Given the OCIE’s observations, purchasing sample privacy and data and security policies and procedures, perhaps online, without more, would likely be inconsistent with Regulation S-P. Data security compliance is more than simply having a policy document. OCIE explained that written policies and procedures under Regulation S-P must be “reasonably designed to ensure the security and confidentiality of customer records and information, protect against any anticipated threats or hazards to the security or integrity of customer records and information, and protect against unauthorized access to or use of customer records or information that could result in substantial harm or inconvenience to any customer.” Thus, the general approach for advisors and brokers-dealers should be to assess the threats and vulnerabilities to customer records and information, and then craft administrative, physical, and technical policies and procedures to address those threats and vulnerabilities.

OCIE also detailed data security practices that it found troubling under Regulation S-P. Examples include:

  • Personal devices – employees storing and maintaining customer information on their personal laptops without policies and procedures address how to protect the information on those devices.
  • Electronic communications – the absence of policies designed to prevent employees from regularly sending unencrypted emails to customers containing PII.
  • Training and monitoring – a lack of training for employee about encryption, password-protection, and transmission of PII through company-approved methods.
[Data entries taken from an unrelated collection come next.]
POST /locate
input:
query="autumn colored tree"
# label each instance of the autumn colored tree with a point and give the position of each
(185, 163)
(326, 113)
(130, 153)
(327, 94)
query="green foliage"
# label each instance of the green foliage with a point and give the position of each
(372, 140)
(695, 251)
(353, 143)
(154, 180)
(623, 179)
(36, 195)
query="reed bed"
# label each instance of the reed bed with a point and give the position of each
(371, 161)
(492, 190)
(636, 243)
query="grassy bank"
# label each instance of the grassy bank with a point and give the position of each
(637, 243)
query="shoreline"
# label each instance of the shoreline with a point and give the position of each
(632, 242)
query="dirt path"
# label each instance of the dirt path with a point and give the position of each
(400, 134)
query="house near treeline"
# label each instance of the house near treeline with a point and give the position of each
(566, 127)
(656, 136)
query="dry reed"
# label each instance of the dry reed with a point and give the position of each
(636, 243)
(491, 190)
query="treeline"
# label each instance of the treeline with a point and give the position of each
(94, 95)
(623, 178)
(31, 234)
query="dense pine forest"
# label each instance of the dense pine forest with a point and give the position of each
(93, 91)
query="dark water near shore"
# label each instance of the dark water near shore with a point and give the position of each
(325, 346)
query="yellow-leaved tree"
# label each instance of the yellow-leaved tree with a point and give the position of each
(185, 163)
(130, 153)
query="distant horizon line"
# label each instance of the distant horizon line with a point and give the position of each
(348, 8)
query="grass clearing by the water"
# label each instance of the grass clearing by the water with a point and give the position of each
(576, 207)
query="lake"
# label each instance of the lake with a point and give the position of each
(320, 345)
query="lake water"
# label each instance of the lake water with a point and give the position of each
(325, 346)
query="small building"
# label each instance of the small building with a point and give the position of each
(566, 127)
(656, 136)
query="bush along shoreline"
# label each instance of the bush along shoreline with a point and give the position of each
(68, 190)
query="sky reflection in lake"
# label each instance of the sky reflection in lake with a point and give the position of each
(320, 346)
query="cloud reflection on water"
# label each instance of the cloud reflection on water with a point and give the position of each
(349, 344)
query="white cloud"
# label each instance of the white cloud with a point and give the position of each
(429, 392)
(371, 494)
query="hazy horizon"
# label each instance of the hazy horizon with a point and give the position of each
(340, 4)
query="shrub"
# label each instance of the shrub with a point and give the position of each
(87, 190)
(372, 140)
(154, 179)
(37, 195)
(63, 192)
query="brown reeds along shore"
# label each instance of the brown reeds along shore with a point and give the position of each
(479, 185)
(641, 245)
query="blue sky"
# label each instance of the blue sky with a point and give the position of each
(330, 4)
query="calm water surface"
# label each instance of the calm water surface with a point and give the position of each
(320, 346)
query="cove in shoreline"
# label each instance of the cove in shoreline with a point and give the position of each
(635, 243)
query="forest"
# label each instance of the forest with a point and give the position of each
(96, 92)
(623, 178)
  • Outside vendors – advisors and broker-dealers maintaining policies that required outside vendors to contractually agree to keep customers’ PII confidential, but not following their own policies.
  • PII inventory – not maintaining an inventory of all systems on which PII is maintained leaving advisors and broker-dealers unaware of the categories of customer PII that they maintain, and limiting the ability to adequately safeguard customer information.
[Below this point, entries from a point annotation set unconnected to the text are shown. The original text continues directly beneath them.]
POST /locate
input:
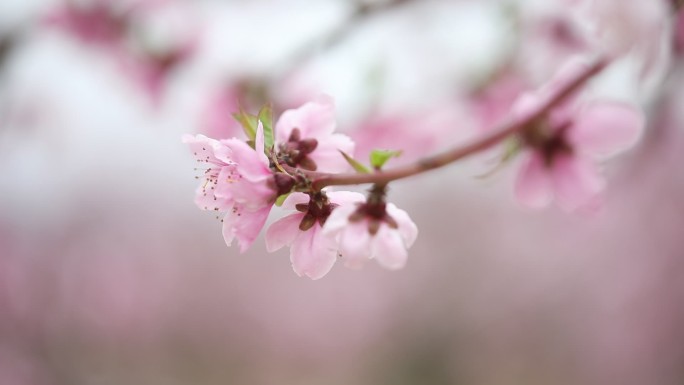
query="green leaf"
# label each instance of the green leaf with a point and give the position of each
(358, 166)
(248, 122)
(512, 147)
(378, 158)
(266, 118)
(281, 199)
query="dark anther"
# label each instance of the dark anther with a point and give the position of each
(307, 222)
(295, 152)
(318, 210)
(295, 136)
(549, 141)
(302, 207)
(282, 183)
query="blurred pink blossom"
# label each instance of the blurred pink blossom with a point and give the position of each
(561, 149)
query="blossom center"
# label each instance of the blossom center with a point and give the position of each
(547, 140)
(318, 210)
(295, 152)
(374, 210)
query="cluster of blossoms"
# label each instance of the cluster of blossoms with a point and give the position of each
(243, 180)
(292, 162)
(126, 32)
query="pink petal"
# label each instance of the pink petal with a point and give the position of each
(407, 229)
(345, 197)
(283, 232)
(250, 163)
(314, 119)
(607, 128)
(575, 182)
(339, 219)
(389, 249)
(533, 185)
(354, 244)
(295, 199)
(313, 254)
(203, 148)
(244, 225)
(327, 155)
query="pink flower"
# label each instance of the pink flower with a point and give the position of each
(217, 120)
(239, 183)
(365, 231)
(305, 138)
(312, 252)
(561, 149)
(94, 23)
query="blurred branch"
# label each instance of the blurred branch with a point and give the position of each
(362, 13)
(321, 180)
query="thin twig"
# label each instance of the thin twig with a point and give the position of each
(321, 180)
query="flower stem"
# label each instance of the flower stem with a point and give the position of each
(321, 180)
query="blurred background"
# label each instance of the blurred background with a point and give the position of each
(110, 275)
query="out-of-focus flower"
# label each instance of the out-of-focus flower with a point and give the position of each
(679, 33)
(217, 119)
(561, 148)
(378, 231)
(96, 22)
(238, 182)
(619, 27)
(490, 104)
(305, 138)
(312, 252)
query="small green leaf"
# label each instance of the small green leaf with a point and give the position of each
(281, 199)
(511, 148)
(266, 118)
(378, 158)
(358, 166)
(248, 122)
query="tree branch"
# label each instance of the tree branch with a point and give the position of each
(321, 180)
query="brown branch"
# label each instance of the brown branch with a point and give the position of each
(321, 180)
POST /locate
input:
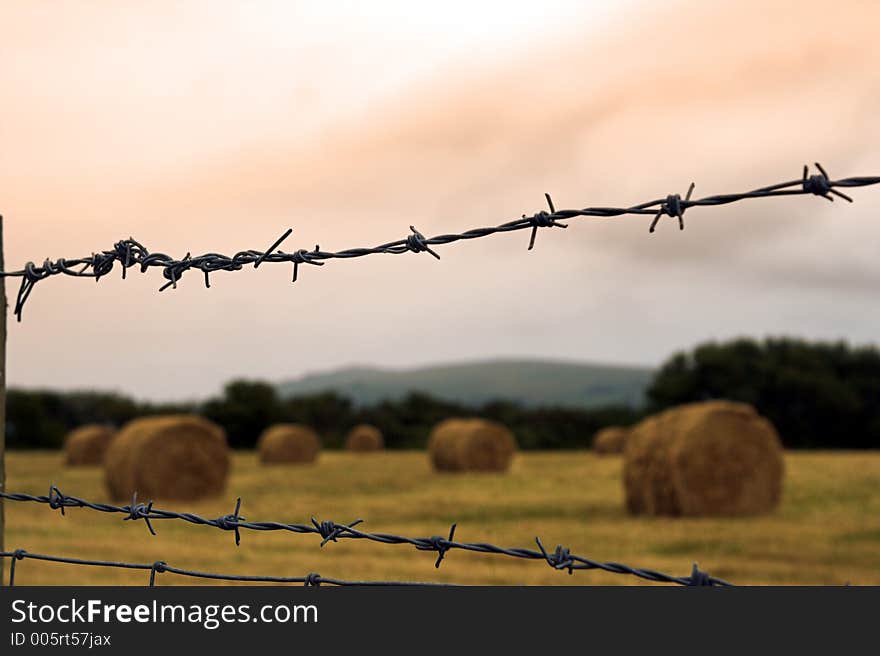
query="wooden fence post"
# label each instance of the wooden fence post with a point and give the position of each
(2, 397)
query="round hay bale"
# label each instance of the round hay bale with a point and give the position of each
(471, 445)
(167, 457)
(710, 458)
(87, 444)
(288, 443)
(364, 438)
(610, 440)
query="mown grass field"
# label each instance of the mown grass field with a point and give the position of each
(827, 530)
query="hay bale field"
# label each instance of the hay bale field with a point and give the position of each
(825, 532)
(87, 444)
(699, 459)
(364, 438)
(471, 445)
(610, 440)
(167, 457)
(288, 444)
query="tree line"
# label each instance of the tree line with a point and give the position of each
(818, 395)
(41, 419)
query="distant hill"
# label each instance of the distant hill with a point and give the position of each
(529, 382)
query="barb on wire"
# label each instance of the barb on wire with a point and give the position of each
(130, 253)
(329, 531)
(161, 567)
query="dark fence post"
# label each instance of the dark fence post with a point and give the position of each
(2, 395)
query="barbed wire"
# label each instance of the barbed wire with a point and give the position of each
(560, 559)
(131, 253)
(161, 567)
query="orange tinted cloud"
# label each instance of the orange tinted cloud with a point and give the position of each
(149, 130)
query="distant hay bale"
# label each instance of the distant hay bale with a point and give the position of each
(364, 438)
(87, 444)
(710, 458)
(471, 445)
(167, 457)
(288, 443)
(610, 440)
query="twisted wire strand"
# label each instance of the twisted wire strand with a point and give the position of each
(160, 567)
(560, 559)
(131, 253)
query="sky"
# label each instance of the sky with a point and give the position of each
(213, 127)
  • Incident response plans – plans failed to address role assignments for implementing the plan, actions required to address a cybersecurity incident, and assessments of system vulnerabilities.
  • Departed employees – former employees of advisors and broker-dealers retained access to restricted customer information rights after termination of employment.
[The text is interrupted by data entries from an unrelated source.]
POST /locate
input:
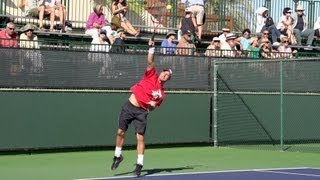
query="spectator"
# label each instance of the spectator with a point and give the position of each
(30, 7)
(120, 8)
(185, 45)
(229, 47)
(100, 43)
(285, 25)
(265, 36)
(54, 8)
(284, 50)
(262, 14)
(46, 10)
(8, 36)
(27, 38)
(244, 39)
(167, 45)
(197, 8)
(275, 33)
(214, 48)
(317, 28)
(300, 25)
(265, 50)
(96, 22)
(188, 23)
(253, 49)
(119, 44)
(222, 37)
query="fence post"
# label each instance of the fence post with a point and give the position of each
(281, 106)
(268, 5)
(311, 13)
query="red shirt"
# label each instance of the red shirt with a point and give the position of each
(149, 89)
(5, 39)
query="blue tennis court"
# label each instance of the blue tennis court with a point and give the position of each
(261, 174)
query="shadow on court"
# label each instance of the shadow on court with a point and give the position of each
(146, 172)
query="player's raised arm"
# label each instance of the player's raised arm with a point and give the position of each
(150, 59)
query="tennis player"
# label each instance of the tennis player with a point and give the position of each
(146, 96)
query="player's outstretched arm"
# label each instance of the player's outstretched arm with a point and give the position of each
(150, 59)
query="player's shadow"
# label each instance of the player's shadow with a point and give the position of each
(146, 172)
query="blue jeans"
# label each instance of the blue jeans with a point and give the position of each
(306, 33)
(275, 33)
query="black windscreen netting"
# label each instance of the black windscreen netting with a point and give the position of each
(70, 69)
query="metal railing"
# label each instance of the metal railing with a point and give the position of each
(237, 14)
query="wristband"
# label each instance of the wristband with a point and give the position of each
(151, 50)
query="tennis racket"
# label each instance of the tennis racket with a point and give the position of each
(158, 16)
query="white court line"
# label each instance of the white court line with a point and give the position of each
(191, 173)
(290, 173)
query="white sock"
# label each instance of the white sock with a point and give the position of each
(117, 152)
(140, 159)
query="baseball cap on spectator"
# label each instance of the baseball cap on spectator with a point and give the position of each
(216, 39)
(171, 33)
(187, 10)
(276, 44)
(252, 39)
(230, 36)
(225, 29)
(169, 70)
(120, 30)
(186, 32)
(300, 8)
(103, 31)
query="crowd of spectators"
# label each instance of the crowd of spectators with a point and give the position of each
(270, 40)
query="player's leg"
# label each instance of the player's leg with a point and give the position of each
(41, 9)
(140, 124)
(125, 118)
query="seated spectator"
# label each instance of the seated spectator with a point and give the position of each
(229, 47)
(275, 33)
(265, 36)
(185, 45)
(285, 25)
(188, 23)
(119, 43)
(253, 49)
(100, 43)
(265, 50)
(214, 48)
(300, 25)
(317, 28)
(27, 38)
(222, 37)
(262, 14)
(30, 7)
(54, 8)
(8, 36)
(120, 8)
(96, 22)
(244, 39)
(284, 50)
(167, 45)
Many of the observations noted above are common gaps to data security policies and procedures, particularly for small and medium-sized enterprises in any industry. For advisors and broker-dealers, the consequences of compliance lapses could result in data breaches, enhanced scrutiny by the SEC and OCIE, and reputational harm. Thus, as OCIE suggests following its recent examinations, advisors and broker-dealers should review and update, as needed, their written policies and procedures to mitigate the issues identified by OCIE staff.